転生者×タイムトラベラー!? トリッキーな設定に見えて真摯に「人生」と向き合う、良質なSF漫画『雪と墨』

転生者×タイムトラベラー!? トリッキーな設定に見えて真摯に「人生」と向き合う、良質なSF漫画『雪と墨』

 「雪と墨」とは、真っ白な雪と真っ黒な墨のように、二つの物事が正反対であること、違いが大きすぎて比較にもならないことのたとえである。今回はそんなタイトルがつけられた漫画の魅力をお伝えしたい。

 36歳の常盤(ときわ)と、そのイトコで同居人でもある24歳の浅葱(あさぎ)。2人には、誰に言っても信じてもらえないだろう、秘密があった。

 常盤にとって36歳の誕生日。酒に酔った常磐は、涙をこぼしながら浅葱に「前世と現世を合わせた4回分のすべての記憶がある」、つまり”転生者”であることを打ち明ける。それに対して、浅葱は、ケロッとした顔で「実は俺の正体…タイムトラベラーなんですよ…!!」と一言。その反応に、常磐は「信じてもらえなかった――」と手を震わせるが、その裏で浅葱は「…口が滑った…」と頭を抱えていて――。

 前世の記憶がある転生者に、タイムトラベラー。この展開に筆者は単純にわくわくし、「ジャンルを超えた最強タッグが生まれてしまった」と興奮したものだが、しかし実際に読み進めてみると、この作品そんなに単純なものではなかった。

過去生の記憶が残る転生者、常盤

 前世は短命で、この歳になるほど長く生きたことがないという常盤。筆者も今年で36歳、常盤と同じ歳だが、自分自身のことで言えば、「長く生きた」という感覚はまるでなく、同年代の友人たちも「気づけばこの年になっていた」という感覚の人が多い。過去生の記憶を背負いながら転生を繰り返してきた、常磐の「人生」や「時間」に対する感覚は、常人とは違う。もっといえば、過去生の記憶は重荷になっているようだ。

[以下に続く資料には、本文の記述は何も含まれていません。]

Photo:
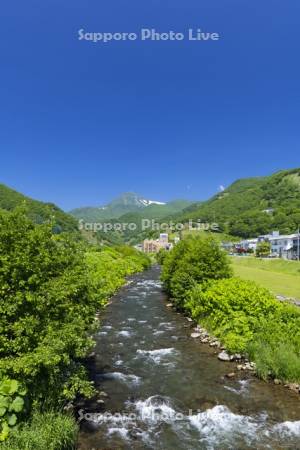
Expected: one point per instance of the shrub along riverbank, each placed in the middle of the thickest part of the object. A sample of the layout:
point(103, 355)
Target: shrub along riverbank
point(245, 317)
point(51, 287)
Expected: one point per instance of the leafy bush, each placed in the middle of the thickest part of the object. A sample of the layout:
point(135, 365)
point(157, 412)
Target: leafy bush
point(48, 431)
point(11, 403)
point(193, 260)
point(232, 309)
point(248, 318)
point(50, 291)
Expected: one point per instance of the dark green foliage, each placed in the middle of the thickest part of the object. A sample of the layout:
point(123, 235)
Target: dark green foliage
point(253, 206)
point(50, 291)
point(48, 431)
point(11, 405)
point(193, 260)
point(249, 319)
point(39, 212)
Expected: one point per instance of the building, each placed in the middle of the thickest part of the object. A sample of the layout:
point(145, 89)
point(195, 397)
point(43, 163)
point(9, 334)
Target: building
point(154, 245)
point(282, 246)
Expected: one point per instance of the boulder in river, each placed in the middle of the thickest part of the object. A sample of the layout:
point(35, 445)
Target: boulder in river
point(195, 335)
point(223, 356)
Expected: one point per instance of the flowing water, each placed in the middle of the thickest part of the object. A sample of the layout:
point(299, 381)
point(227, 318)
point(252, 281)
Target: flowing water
point(168, 391)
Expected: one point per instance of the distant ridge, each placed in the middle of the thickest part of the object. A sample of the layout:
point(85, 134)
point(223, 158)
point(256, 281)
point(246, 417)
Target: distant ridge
point(127, 203)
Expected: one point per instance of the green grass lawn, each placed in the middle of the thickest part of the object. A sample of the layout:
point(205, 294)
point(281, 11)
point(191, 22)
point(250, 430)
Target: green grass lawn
point(279, 276)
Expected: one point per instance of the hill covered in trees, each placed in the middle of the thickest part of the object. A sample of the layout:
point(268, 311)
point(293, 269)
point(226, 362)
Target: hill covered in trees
point(252, 206)
point(129, 203)
point(37, 211)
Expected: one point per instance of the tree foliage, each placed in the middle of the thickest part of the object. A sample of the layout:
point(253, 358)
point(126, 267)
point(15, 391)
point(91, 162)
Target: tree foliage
point(195, 259)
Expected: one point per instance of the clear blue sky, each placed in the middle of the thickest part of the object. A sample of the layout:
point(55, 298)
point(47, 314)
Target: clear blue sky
point(82, 122)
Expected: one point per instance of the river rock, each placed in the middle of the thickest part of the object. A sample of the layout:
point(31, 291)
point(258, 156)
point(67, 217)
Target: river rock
point(230, 375)
point(195, 335)
point(293, 387)
point(236, 357)
point(223, 356)
point(103, 394)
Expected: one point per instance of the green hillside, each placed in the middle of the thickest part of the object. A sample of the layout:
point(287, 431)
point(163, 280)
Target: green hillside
point(253, 206)
point(129, 203)
point(38, 211)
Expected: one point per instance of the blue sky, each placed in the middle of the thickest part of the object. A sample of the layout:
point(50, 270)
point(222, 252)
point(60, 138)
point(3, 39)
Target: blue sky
point(82, 122)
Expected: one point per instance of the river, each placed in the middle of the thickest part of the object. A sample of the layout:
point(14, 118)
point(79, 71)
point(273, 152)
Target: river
point(168, 391)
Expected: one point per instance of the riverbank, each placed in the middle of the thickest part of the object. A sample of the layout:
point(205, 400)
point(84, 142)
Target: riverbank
point(243, 316)
point(159, 388)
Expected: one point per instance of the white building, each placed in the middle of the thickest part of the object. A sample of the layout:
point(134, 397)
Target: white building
point(283, 245)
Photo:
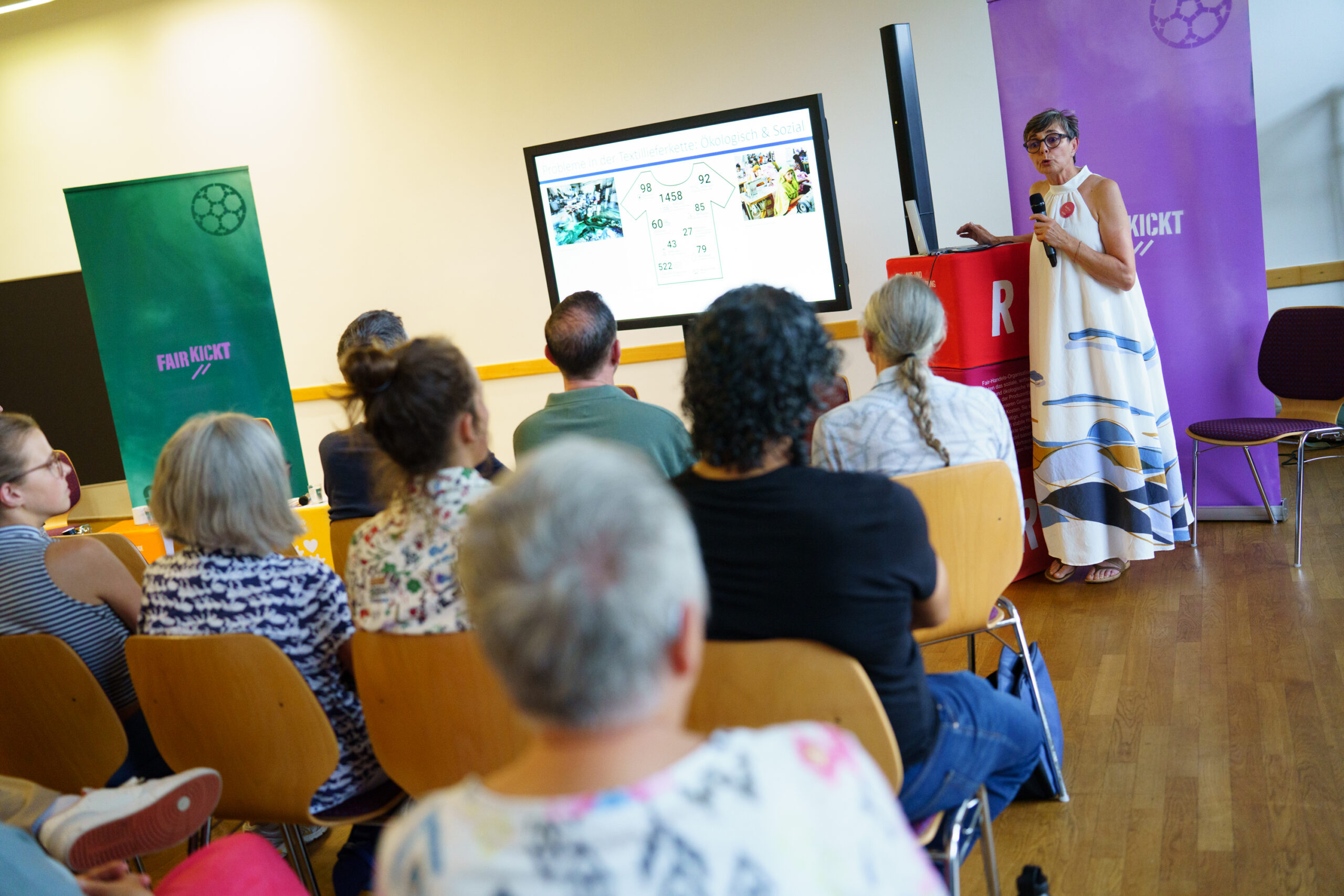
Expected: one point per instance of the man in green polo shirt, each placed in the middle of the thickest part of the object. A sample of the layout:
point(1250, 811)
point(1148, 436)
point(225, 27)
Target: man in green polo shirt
point(581, 342)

 前世の記憶が現世で蘇るのは、前世で命を落とした年齢になった時だという。「神様は自分になんの恨みがあってこんな魂にしたのかまったくわからないけれど きっとこれは何かの罰なのだろうーー」という常盤の言葉が胸に迫る。過去生を思い出すということは、思い残しや死の苦しみを繰り返し体験することであり、それは耐え難い苦痛のようだ。不遇だった前世の知識や経験を活かし、大成功を収める――という「転生者」とはまったく違っている。

 過去生の記憶に縛られるのが嫌で、振り回されたくない。自分の人生だと歩み始めた、今世の常盤。そこにさらなる不幸が重なり、「――もういいかな」と打ちのめされていた。それが2か月後、先ほどの同居人への告白につながったのだった。